Insofern hast du durchaus Recht liebe Vera-Lena, ich beziehe keine Stellung für entweder Vertrauen oder Vernunft.

euch allen herzliche Grüße
Label
 

Vera-Lena

Mitglied
Lieber Hansz,

im Lupanum eröffne ich einen Tread mit dem Thema: Vernunft und Glaube. Dort kann dann weiter diskutiert werden.
 
D

Die Dohle

Gast
Hallo Label,
gutes thema gut umgesetzt, find jedenfalls ich.
vertrauen und glauben dividieren die, especially solche, die etwas ungutes mit macht im sinn haben. vertrauen ist der glaube in die überlieferten erfahrungen, glaube allein schaut mit vernunft und vertrauen in die zukunft, könnte man das so sagen?

eine vertrauenswürdig bewährte alltagsroutine strandet an unerhörtem, eine scheinbar heile welt offenbart ihre schwächen.
dies zu benützen, bedeutet im unguten ein spiel mit der angst, ein spiel mit der macht, die manipulativen übergriffen die türe weit öffnet. im guten eröffnet es die möglichkeit zu wachsen.

ein rätsel habe ich:
den letzten vers, letzte strophe, da les ich dauernd " ... der tod sei relativ"
weil auch das sich nicht im dunst von unverbrüchlichen gewissheiten bewegt?

lg
die dohle
 

Label

Mitglied
Liebe Dohle

das "gutes thema gut umgesetzt" freut mich wirklich sehr
und deine Interpretation hat meine Absicht recht gut getroffen.

die letzte Strophe

da habt ihr beide Dohle und Mondnein, für mich klären können, warum in meiner linken untersten Gehirnwindung noch ein Räuspern zu vernehmen war.

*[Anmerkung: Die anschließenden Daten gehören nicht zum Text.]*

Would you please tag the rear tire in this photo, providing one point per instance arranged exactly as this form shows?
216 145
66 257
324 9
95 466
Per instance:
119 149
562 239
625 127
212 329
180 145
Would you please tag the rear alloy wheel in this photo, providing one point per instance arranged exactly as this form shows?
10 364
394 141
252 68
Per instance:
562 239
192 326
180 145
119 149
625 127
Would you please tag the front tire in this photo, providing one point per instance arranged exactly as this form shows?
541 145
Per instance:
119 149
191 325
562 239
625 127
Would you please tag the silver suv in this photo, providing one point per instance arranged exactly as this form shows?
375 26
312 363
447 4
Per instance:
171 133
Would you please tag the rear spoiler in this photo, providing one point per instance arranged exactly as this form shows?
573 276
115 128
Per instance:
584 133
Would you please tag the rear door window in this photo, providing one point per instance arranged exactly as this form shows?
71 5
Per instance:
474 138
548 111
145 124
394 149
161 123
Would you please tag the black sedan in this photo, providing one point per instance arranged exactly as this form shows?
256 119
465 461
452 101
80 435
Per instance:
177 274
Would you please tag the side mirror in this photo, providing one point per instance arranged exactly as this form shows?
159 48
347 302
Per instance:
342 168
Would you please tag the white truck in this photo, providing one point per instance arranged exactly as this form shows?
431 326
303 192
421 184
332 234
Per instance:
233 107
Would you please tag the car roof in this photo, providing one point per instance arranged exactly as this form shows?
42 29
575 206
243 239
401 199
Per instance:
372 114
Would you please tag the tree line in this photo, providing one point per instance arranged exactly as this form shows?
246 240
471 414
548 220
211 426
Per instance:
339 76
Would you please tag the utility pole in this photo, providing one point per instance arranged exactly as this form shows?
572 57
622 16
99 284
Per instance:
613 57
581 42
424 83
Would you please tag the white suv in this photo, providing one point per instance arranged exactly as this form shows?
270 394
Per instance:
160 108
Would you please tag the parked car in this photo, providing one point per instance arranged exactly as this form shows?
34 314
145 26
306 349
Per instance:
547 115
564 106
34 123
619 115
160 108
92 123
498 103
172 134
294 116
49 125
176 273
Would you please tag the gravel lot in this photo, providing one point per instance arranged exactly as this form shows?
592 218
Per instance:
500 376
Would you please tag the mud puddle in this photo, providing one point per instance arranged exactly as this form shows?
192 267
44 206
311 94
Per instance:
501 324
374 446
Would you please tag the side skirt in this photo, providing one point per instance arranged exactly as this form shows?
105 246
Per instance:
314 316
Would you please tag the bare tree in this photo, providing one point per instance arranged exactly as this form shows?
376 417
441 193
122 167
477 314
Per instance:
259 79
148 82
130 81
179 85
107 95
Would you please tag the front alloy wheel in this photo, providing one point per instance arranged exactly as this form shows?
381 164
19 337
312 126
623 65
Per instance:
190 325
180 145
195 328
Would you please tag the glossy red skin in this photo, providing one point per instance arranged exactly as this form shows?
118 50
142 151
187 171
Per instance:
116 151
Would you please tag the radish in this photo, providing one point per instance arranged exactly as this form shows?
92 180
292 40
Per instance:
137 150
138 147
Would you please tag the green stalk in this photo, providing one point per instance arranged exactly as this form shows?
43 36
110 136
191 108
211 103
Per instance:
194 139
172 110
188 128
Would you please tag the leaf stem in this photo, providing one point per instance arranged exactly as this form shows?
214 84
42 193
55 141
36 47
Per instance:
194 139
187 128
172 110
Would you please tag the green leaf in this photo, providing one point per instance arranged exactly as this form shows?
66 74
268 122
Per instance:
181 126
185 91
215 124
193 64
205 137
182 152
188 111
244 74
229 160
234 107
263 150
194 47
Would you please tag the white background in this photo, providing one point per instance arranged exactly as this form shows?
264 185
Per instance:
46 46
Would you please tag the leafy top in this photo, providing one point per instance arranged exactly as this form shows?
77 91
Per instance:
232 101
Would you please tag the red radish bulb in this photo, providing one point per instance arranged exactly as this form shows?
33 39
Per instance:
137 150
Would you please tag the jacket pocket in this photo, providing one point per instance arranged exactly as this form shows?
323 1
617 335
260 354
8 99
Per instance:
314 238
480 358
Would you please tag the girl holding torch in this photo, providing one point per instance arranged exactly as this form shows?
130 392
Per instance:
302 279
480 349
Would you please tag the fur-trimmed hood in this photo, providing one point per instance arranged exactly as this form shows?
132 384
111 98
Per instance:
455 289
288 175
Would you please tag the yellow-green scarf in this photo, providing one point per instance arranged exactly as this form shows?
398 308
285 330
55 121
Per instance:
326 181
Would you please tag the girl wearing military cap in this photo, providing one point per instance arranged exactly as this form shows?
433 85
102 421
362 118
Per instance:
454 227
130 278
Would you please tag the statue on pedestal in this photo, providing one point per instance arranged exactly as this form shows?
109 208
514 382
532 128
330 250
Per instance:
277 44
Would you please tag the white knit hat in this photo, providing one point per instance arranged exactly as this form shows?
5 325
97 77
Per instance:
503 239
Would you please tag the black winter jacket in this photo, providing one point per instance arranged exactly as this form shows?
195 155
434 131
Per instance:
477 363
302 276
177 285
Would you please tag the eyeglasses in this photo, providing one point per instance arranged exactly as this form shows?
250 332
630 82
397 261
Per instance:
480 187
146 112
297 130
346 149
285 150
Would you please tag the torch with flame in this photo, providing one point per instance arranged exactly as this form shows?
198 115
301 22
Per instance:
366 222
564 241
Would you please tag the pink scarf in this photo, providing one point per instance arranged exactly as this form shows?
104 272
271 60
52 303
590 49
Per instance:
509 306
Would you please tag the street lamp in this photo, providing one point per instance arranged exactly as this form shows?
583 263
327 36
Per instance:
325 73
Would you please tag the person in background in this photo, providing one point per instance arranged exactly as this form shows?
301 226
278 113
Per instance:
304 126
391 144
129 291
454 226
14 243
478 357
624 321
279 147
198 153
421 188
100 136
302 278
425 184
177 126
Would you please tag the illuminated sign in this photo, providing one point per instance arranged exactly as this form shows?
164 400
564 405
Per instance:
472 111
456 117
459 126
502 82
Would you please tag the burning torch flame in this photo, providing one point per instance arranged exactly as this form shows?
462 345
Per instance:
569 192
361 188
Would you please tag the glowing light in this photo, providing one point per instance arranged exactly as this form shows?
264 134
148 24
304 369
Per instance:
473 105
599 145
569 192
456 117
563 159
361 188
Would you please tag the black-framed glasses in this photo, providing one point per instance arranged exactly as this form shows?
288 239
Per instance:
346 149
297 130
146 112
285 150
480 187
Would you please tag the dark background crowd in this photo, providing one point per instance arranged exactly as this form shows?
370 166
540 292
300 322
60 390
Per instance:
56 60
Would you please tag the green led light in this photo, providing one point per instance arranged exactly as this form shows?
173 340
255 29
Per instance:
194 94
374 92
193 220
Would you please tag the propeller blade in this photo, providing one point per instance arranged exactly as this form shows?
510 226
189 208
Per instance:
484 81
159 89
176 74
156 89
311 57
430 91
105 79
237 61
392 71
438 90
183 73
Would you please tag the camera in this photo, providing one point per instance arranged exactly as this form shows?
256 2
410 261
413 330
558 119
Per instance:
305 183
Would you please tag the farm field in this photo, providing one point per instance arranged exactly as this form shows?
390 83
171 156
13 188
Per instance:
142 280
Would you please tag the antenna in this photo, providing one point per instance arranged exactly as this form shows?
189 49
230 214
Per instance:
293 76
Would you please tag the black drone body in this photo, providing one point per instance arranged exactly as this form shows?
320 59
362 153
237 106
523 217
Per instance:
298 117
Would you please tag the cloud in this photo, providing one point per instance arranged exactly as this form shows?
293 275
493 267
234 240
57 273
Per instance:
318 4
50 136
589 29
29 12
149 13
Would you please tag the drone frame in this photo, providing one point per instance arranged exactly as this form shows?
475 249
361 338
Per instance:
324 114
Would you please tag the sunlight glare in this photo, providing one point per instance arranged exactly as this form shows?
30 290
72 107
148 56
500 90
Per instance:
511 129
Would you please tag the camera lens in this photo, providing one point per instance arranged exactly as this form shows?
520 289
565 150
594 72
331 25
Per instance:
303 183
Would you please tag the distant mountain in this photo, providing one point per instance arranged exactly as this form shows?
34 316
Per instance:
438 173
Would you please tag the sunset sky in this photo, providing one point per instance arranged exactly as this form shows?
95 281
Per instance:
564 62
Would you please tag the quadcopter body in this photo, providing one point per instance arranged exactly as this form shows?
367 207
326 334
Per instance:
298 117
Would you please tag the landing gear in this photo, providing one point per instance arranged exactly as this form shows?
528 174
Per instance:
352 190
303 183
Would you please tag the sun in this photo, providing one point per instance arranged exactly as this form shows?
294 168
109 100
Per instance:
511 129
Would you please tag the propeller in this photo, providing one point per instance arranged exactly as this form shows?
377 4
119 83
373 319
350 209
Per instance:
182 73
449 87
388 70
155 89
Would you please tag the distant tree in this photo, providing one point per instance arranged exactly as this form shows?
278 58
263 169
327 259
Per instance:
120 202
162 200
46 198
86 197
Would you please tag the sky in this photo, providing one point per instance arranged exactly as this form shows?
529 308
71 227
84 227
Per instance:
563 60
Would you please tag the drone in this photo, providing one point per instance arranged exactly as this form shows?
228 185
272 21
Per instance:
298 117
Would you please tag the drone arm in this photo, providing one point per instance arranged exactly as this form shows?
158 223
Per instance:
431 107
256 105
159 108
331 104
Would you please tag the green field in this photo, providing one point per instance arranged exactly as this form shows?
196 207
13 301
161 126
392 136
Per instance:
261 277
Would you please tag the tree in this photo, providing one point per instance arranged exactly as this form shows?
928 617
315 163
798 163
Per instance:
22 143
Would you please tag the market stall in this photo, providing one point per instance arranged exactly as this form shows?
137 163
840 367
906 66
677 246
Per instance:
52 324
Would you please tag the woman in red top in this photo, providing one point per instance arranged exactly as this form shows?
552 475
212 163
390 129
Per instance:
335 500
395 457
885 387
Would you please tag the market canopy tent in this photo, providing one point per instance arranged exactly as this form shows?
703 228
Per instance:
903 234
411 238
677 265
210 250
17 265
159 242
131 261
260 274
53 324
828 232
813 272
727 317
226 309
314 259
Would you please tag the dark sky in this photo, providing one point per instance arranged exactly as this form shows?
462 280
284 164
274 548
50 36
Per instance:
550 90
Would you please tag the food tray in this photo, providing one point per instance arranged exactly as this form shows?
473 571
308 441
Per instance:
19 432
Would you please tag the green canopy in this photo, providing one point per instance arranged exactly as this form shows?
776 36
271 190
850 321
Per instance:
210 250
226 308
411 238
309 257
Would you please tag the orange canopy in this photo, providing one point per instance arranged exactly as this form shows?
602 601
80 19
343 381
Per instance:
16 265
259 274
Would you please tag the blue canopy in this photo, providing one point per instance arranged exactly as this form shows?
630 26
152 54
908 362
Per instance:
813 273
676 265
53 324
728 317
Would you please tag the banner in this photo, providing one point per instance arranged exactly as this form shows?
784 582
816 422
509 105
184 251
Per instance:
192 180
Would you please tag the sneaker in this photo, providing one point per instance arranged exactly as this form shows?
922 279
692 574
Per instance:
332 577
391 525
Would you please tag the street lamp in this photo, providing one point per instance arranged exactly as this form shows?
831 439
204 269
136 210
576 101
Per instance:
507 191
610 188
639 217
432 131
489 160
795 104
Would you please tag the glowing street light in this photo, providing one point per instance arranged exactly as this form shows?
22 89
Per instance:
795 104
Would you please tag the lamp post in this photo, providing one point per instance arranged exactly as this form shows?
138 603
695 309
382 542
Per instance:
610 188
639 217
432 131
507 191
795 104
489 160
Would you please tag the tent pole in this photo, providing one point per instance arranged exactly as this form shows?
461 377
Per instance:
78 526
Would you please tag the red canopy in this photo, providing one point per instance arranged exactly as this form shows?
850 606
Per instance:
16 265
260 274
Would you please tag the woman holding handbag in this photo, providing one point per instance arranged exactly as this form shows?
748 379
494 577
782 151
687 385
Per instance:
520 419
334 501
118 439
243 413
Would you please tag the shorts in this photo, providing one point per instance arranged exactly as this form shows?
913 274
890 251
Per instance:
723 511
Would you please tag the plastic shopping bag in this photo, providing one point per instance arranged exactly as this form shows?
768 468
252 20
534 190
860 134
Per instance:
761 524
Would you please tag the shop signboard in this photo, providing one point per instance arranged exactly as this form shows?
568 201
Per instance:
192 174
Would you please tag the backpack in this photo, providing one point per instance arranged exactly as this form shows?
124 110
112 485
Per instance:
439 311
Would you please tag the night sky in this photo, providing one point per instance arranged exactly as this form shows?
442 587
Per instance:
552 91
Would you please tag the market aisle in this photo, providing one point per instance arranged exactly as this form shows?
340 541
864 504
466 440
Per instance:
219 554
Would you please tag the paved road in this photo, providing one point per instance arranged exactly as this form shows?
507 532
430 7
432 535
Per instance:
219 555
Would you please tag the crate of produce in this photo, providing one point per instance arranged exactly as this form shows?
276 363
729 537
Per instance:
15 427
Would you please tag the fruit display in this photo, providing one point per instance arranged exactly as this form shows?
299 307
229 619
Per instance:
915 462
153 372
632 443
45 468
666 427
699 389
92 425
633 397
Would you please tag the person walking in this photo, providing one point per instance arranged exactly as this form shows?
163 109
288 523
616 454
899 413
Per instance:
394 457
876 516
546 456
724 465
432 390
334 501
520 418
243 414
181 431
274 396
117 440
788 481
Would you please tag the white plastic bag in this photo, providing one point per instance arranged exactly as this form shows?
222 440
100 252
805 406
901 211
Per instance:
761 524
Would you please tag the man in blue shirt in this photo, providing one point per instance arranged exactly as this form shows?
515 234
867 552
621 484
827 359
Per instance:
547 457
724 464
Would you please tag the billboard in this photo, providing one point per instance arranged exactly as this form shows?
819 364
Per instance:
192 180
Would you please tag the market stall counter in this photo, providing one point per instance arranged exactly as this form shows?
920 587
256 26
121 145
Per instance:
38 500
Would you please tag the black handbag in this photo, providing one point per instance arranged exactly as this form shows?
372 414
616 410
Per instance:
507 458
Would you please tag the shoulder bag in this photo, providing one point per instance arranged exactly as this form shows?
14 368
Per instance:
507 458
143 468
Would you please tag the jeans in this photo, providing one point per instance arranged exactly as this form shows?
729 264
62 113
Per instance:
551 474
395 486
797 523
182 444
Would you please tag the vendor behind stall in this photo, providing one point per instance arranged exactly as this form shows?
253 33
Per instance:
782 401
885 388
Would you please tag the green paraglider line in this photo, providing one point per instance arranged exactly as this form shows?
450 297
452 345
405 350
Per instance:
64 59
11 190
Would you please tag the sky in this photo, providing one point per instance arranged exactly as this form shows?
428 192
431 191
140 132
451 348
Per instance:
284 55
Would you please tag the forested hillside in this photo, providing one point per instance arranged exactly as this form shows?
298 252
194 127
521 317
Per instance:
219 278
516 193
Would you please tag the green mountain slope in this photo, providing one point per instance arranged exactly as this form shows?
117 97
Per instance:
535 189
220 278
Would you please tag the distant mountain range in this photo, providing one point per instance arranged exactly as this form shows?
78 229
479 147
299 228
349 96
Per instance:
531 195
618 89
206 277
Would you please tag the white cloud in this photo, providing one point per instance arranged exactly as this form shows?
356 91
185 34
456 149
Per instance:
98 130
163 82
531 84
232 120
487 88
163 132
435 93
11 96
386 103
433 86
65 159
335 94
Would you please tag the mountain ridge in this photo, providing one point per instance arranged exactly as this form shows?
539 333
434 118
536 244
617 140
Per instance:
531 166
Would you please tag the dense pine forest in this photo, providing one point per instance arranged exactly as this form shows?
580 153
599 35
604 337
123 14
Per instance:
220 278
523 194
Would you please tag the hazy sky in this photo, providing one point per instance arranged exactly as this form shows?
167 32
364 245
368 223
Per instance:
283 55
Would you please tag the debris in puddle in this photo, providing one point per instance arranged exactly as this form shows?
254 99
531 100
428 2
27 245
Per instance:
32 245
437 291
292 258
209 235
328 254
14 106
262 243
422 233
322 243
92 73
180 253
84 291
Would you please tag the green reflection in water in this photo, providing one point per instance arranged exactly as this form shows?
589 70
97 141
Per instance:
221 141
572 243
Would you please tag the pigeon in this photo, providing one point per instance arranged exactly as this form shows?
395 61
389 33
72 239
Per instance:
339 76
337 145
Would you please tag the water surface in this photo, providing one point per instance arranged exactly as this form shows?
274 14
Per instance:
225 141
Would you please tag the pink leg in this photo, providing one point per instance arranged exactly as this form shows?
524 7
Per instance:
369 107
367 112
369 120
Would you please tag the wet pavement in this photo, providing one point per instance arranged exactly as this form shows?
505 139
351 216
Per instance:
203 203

nein, der Tod ist keine Möglichkeit (sei), der Tod ist
und es geht ja immer nur um das danach
es hat sich lange lange schon diese Begriffsverwurstelung breit gemacht, man sagt Tod und meint das Danach

durch euren Anstoß habe ich nun eine bessere Möglichkeit gefunden das auszudrücken.
Danke dafür

herzliche Grüße
Label
 

Label

Mitglied
als unerhörtes gehört und
vertrauensseliges verzweifelte
wurde der schein ganz unscheinbar

da haben sich
vertrauen und vernunft
im streit getrennt

und beide wählten zu glauben
der tod ist
relativ
 
G

Gelöschtes Mitglied 15780

Gast
ist oder sei

Ich fühle mich nicht "beantwortet". Das mit dem Möglichkeiten-Konjunktiv war Dohles.
egal.
 

lapismont

Foren-Redakteur
Teammitglied
Ich kann Labels Schluss nachvolziehen.

Glauben ist keine Möglichkeit. Zweifel ist im Grunde Nichtglauben.
Würde am Schluss stehen, dass sich beide entschieden zu glauben, der Tod sei relativ, wäre es kein wahrer Glaube.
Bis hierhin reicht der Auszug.